After completing this step: fewer targeted ads based on cross-site browsing history. No change in how much data is collected at the infrastructure level.
Quick reference: browser choices at a glance
- Best default privacy, no setup: Brave, Safari
- Best default privacy, one setting change: Firefox on Strict
- Staying on Chrome: Chrome Enhanced Protection + uBlock Origin
- Lowest effort overall: Brave (blocking built in) or Safari on Apple hardware
Tighten your mobile app permissions too
Browser changes don't reach mobile apps. Apps run their own tracking completely outside the browser, which means the steps above don't touch them. This fix takes under five minutes and closes a parallel exposure.
On iOS: Settings → Privacy & Security → review each permission category (Location, Contacts, Microphone, Camera). On Android: Settings → Apps → Permissions. CISA advises applying the "rule of least privilege": apps should only have the access they genuinely need to function, per its online privacy guidance. A flashlight app doesn't need your location. A recipe app doesn't need your contacts. Apps may be running on default permissions you never consciously approved, gathering personal information without your knowledge. Revoking unnecessary permissions cuts that off.
Two account habits worth adding
These steps don't replace browser privacy. They limit the fallout if browser-level protection is bypassed or an account gets compromised.

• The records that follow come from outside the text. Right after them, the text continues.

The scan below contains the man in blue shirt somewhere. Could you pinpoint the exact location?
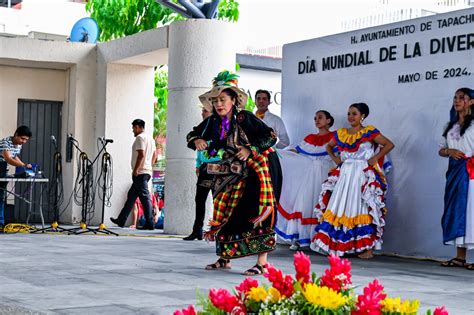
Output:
[183,107,221,241]
[0,126,32,230]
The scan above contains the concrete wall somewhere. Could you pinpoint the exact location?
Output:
[282,8,474,258]
[100,64,154,224]
[0,65,68,207]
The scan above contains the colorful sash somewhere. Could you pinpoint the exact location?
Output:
[441,158,473,243]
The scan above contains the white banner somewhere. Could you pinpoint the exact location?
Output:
[282,9,474,257]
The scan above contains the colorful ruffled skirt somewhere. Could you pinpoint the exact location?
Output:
[275,151,333,247]
[310,159,387,256]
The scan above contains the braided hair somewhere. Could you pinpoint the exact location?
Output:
[316,110,334,127]
[443,88,474,138]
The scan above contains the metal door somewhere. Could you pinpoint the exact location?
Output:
[14,99,62,222]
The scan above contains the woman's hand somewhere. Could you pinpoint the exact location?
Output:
[367,157,378,167]
[194,139,207,151]
[446,149,466,160]
[235,145,252,161]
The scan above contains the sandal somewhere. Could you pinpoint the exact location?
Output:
[205,258,231,270]
[243,263,267,276]
[441,257,467,268]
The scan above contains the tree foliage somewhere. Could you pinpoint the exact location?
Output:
[154,67,168,137]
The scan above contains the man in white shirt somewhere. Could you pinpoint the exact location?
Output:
[255,90,290,149]
[0,126,32,232]
[110,119,156,230]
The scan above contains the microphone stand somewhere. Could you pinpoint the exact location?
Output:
[30,136,72,233]
[89,149,119,236]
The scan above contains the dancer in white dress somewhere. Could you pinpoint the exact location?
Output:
[311,103,394,259]
[275,110,335,250]
[439,88,474,270]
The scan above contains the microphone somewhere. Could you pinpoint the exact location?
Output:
[99,137,114,144]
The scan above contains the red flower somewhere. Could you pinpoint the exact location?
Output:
[232,304,247,315]
[351,279,387,315]
[294,252,311,283]
[275,275,295,297]
[235,277,258,295]
[321,254,352,292]
[173,305,196,315]
[433,306,449,315]
[209,289,240,313]
[265,264,294,297]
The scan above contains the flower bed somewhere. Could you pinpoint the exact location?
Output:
[174,252,448,315]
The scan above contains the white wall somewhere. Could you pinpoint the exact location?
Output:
[0,0,88,36]
[282,9,474,257]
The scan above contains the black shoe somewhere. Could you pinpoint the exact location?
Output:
[110,217,125,227]
[183,232,202,241]
[137,224,155,230]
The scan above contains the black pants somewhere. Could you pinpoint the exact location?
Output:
[193,164,212,233]
[118,174,154,226]
[0,162,8,225]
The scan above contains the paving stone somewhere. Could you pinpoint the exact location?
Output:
[0,229,474,315]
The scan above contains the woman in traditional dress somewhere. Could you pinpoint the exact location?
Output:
[439,88,474,270]
[187,71,281,275]
[275,110,334,250]
[311,103,394,259]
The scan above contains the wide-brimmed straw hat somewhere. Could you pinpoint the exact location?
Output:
[199,70,248,112]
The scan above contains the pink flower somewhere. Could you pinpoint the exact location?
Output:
[294,252,311,283]
[433,306,449,315]
[209,289,240,313]
[235,277,258,295]
[321,254,352,292]
[232,305,247,315]
[265,264,294,297]
[173,305,196,315]
[351,279,387,315]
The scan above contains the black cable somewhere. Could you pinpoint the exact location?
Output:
[97,152,114,207]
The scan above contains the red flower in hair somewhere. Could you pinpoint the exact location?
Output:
[265,264,294,297]
[321,254,352,292]
[209,289,240,313]
[352,279,387,315]
[235,277,258,295]
[173,305,196,315]
[264,264,283,289]
[433,306,449,315]
[294,252,311,283]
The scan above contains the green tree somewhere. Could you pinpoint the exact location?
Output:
[86,0,239,143]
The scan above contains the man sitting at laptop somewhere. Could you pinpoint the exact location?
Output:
[0,126,32,231]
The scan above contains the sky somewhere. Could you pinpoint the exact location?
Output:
[233,0,466,48]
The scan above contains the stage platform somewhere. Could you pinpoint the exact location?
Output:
[0,228,474,315]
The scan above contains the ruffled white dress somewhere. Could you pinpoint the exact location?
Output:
[440,123,474,249]
[275,133,335,247]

Enable multi-factor authentication on email, banking, and social media first. These accounts unlock everything else if they're breached. Both the FTC and CISA recommend MFA specifically for these account types, per the FTC's privacy guidance. Authenticator apps and security keys are the more secure forms of two-factor authentication; text-based codes are better than nothing but are the weaker option.
Use a password manager and stop reusing passwords. The FTC recommends passwords of at least 15 characters, per its account security guidance. CISA advises using a password manager to generate and store a unique credential for every account, per its online privacy guidance. Reusing a password means a single breach cascades to every account that shares it. Bitwarden is free and open source; 1Password, Apple Keychain, and Google Password Manager are established alternatives.

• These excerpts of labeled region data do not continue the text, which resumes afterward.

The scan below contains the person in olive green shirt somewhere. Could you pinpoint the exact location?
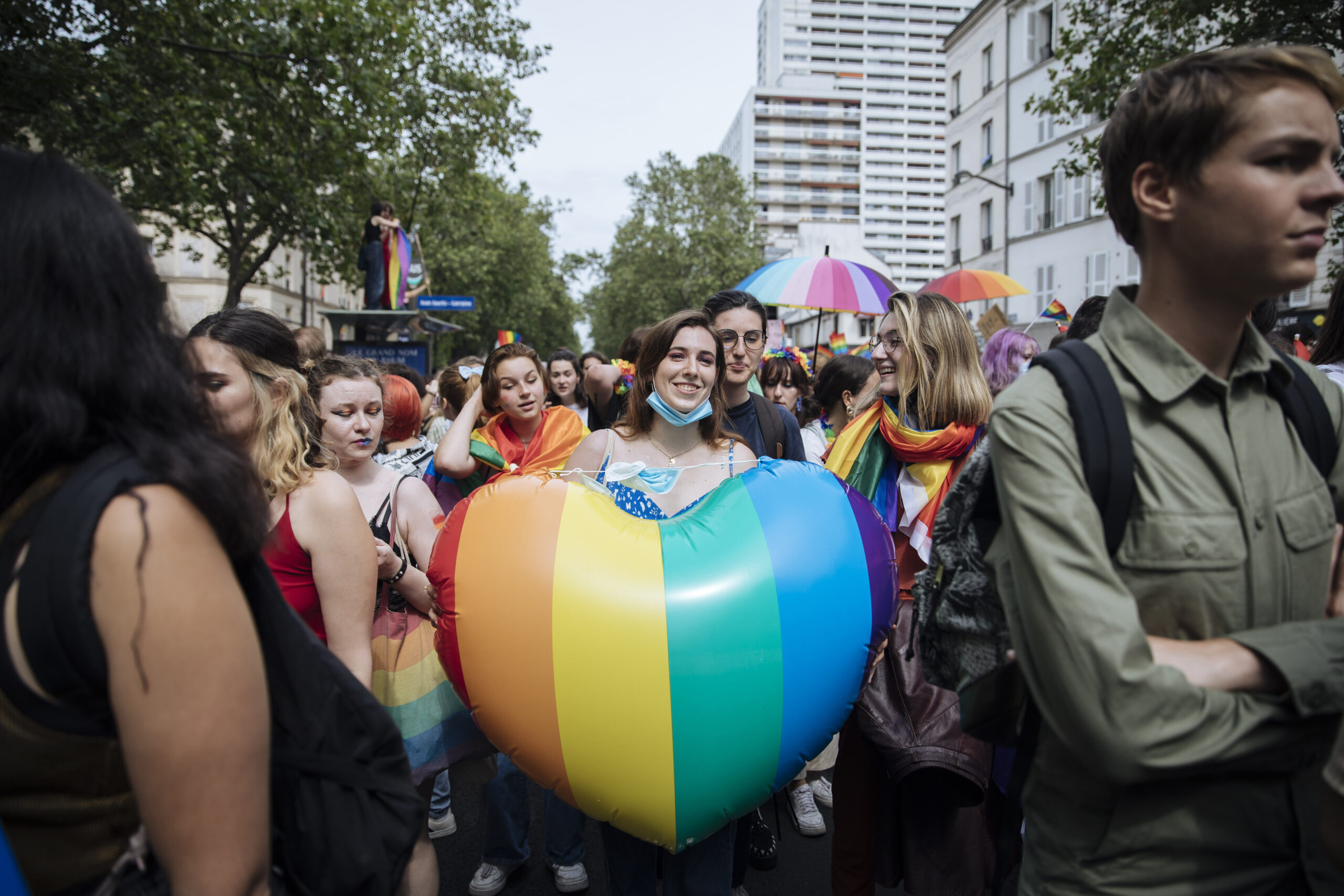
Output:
[986,47,1344,896]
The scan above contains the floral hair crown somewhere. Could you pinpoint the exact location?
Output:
[761,345,812,376]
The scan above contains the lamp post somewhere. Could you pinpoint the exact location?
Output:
[951,171,1013,276]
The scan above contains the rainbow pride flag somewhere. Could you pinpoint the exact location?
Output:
[371,602,489,785]
[383,227,411,310]
[1040,298,1073,321]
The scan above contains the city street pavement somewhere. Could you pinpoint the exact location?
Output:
[433,763,903,896]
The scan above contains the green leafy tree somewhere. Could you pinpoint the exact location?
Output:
[1027,0,1344,175]
[0,0,544,305]
[363,169,579,367]
[583,153,761,353]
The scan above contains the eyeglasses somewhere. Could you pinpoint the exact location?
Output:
[868,331,906,355]
[719,329,765,352]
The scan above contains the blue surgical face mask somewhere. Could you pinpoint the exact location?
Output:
[645,389,713,426]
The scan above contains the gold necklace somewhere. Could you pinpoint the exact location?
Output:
[649,435,700,466]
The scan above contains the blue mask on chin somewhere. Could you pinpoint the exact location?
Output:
[645,389,713,426]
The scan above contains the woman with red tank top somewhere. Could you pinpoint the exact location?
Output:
[187,308,377,687]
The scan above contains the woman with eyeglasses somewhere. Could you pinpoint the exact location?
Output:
[704,289,808,461]
[826,293,993,896]
[564,309,755,896]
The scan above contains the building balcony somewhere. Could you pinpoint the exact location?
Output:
[753,102,863,121]
[755,123,860,141]
[757,212,859,224]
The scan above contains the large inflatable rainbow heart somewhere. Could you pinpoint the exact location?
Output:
[429,461,895,852]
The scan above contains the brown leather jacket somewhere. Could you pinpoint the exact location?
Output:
[855,600,996,894]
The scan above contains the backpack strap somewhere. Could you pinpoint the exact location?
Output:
[739,392,783,459]
[1031,340,1135,556]
[1265,349,1340,478]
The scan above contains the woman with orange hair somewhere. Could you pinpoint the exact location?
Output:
[374,373,434,477]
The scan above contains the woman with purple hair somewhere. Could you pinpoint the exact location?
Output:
[980,326,1040,395]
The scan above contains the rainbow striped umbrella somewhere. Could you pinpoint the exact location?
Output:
[734,255,897,314]
[919,270,1031,302]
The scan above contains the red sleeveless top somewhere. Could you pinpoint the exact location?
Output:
[261,494,327,644]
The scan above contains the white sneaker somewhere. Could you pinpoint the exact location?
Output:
[545,862,587,893]
[809,778,835,809]
[466,862,518,896]
[789,785,826,837]
[429,809,457,840]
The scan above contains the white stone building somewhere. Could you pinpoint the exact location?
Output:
[141,227,364,346]
[719,0,967,288]
[943,0,1340,344]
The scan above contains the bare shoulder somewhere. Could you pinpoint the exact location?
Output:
[566,430,614,470]
[398,477,442,514]
[94,485,222,559]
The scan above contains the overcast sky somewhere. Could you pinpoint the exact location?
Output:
[509,0,759,259]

Automatic updates, phishing defense, and public Wi-Fi hygiene all matter too, but they belong in a dedicated security piece, not tacked on here.
What changes, and what doesn't
After completing these steps: fewer ad scripts loading per page, faster load times on ad-heavy sites, and fewer cross-site behavioral ads following you from one corner of the web to another. Some login friction comes with the territory. Sites occasionally flag browser changes as suspicious, and some embedded content won't load until you whitelist the site. Consent banners will still appear. What changes is that you're equipped to refuse them without undermining everything else you've set up.

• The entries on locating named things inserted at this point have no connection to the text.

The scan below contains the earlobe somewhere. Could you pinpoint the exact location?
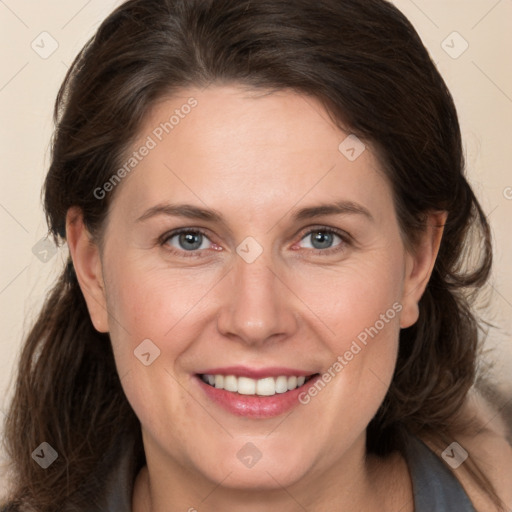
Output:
[66,207,109,332]
[400,211,448,329]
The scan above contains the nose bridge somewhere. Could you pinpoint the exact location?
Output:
[218,248,295,344]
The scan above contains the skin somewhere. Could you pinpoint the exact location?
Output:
[67,85,446,512]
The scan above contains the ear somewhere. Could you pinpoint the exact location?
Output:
[400,211,448,329]
[66,207,108,332]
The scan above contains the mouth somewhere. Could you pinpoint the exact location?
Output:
[198,373,318,397]
[195,368,320,419]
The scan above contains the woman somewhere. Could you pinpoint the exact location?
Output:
[2,0,512,512]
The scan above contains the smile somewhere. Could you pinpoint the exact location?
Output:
[200,374,314,396]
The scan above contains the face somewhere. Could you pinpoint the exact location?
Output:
[69,86,435,489]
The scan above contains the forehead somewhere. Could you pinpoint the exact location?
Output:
[111,86,391,223]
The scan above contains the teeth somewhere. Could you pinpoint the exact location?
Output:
[201,375,312,396]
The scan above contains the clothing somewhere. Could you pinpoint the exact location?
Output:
[406,436,476,512]
[1,436,476,512]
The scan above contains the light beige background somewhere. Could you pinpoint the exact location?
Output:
[0,0,512,488]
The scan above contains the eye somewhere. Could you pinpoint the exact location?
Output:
[162,229,214,252]
[299,228,346,252]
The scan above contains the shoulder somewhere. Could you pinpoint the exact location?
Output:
[444,392,512,512]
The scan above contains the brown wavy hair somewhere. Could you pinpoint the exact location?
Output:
[1,0,504,512]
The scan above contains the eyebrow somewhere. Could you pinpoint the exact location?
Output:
[136,201,375,223]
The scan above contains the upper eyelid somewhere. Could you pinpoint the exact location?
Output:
[159,225,352,252]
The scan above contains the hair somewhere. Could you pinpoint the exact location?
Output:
[1,0,504,512]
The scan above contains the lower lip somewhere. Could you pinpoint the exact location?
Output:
[196,375,320,418]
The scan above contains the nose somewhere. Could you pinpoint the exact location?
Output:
[217,252,299,345]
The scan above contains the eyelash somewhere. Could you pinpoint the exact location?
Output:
[158,226,352,258]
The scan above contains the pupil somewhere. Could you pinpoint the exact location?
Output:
[313,231,332,249]
[180,233,203,250]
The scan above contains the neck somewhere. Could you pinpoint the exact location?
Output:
[133,437,414,512]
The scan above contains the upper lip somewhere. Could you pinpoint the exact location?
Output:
[197,366,317,379]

The scope here is commercial surveillance: the routine, structural tracking that concentrates in a small number of company infrastructures. A determined attacker targeting you specifically is a different problem, and a different guide.
For readers who want to go further: data broker opt-outs are the logical next move. Companies like Spokeo and Whitepages sell personal information scraped from public records; the FTC identifies opting out of these sites as a meaningful privacy action, per its guidance. Manual opt-outs are free but time-consuming; services like DeleteMe automate the process for a fee. A filtering DNS service like NextDNS can also block tracking domains at the network level before they reach the browser, useful on mobile networks where extensions don't operate. And if you suspect personal information has already been misused, the FTC's IdentityTheft.gov provides a step-by-step recovery plan, per the FTC.
Tracking is profitable because it's frictionless. These steps put friction back in the right place.